判決の要旨(プロジェクト管理義務の基本的な考え方について)

 被告ベンダーは、自らの有する高度の専門知識と経験に基づき、本件電算システムを完成させる債務を負っていたものであり、開発方法と手順、作業工程などに従って開発を進めるとともに常に進捗状況を管理し、システム開発について専門的な知識を有しない原告健保のシステム開発へのかかわりを管理し、原告健保によって開発作業を阻害する行為がないように原告健保に働きかける義務を負う。

 この部分では、要件の凍結についてベンダーがより積極的に関わり、ユーザーを導くことが義務であるとされている。

 ベンダーの立場からすれば、こうしたことはあくまでベンダーの善意であって、要件凍結の義務の一端を自らが負うという判断には違和感を覚えるかもしれない。しかし裁判所は、コンピューターシステムの専門性の高さに鑑み、ベンダーがこうした義務を負わないと、プロジェクトを円滑に進めることが困難であると考えたと思われる。

 判決では、ベンダーの義務をより具体的に説明している。

判決の要旨(本件被告ベンダーの義務とされた具体的な活動 1)

 原告健保が機能の追加や変更の要求をした場合で、委託料、期限、他機能に影響を及ぼす場合適時その旨を説明し、要求の撤回、委託料の負担、納入期限の延期などを求める義務を負う。

 追加・変更された要件について、追加費用やスケジュール見直し、場合によってはその撤回をユーザーに求めることも、ベンダーの「義務」であるとしている。

 顧客との関係を重視して、追加の作業を飲み込むのはベンダーの裁量かもしれないが、それが原因でプロジェクトが破綻した場合、その責の多くをベンダー自身が負うことになるという判断だ。永くベンダーに身を置いて、「お客さま」であるユーザーと接してきた私から見て、この判断はベンダーに相当に厳しいものに思える。

 しかも、裁判所の判断は、一度示されれば、他の裁判でも参照され、同じ条件であれば同じ判断が下されるものである。つまり、この判決が下された平成16年以降、ベンダーはシステム開発において、このような「プロジェクト管理義務」を負うことが明確になったといえる。

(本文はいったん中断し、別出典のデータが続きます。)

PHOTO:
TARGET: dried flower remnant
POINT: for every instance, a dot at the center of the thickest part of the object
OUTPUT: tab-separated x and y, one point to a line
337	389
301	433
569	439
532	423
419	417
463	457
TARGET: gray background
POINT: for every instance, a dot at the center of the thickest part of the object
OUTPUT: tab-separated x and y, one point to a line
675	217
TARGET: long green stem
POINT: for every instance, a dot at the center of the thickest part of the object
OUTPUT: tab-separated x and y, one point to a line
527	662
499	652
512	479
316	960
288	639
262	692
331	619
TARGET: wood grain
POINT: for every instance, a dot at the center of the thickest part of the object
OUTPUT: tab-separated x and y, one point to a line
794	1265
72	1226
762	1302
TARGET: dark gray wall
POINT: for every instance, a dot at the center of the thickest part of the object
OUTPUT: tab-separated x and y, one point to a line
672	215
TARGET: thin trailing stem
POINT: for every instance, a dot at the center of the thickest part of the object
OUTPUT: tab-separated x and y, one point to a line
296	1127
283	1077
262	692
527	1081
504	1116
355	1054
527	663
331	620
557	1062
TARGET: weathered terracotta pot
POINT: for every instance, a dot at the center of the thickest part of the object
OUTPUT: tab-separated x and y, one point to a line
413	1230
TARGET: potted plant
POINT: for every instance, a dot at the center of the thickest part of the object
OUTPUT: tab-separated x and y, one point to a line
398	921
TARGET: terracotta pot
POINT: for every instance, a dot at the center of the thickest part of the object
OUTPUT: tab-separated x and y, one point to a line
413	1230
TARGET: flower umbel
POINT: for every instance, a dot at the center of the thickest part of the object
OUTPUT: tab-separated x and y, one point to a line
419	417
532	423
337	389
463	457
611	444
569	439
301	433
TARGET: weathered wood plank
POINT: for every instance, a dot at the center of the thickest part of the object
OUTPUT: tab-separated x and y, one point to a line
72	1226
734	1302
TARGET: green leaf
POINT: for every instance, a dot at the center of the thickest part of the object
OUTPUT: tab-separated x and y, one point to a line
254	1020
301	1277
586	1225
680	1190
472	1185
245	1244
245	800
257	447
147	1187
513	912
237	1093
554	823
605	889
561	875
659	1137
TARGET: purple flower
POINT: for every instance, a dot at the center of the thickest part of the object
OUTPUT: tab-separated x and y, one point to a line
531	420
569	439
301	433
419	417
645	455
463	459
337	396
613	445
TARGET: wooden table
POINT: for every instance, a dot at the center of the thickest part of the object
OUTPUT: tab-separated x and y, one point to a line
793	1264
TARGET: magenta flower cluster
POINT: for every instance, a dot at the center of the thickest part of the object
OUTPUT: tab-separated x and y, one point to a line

 要件定義などのユーザー主体の作業を管理し、その活動がプロジェクトの完遂に支障を来さないようにリードし、必要に応じて是正を促す。追加要件があれば、スケジュールと費用の見直しか要求の撤回をユーザーに求める――こうしたことは、ベンダーの善意でも付加価値でもなく、「なさねばならない義務」であると、日本のITベンダーにハッキリと示されたのだ。

 1つ補足をすると、この判決を見る限り、ベンダーに求められるのは、「こうした要求をすること」であって、「ユーザーがその要求通りに行動すること」までは含んでいない。ベンダーが求める各種の要求をユーザーが断った場合には、その責はユーザー側にあると考えられる。つまりベンダーは、ユーザーに断られようと、とにかく要求だけはするという「姿勢」が必要ということになる。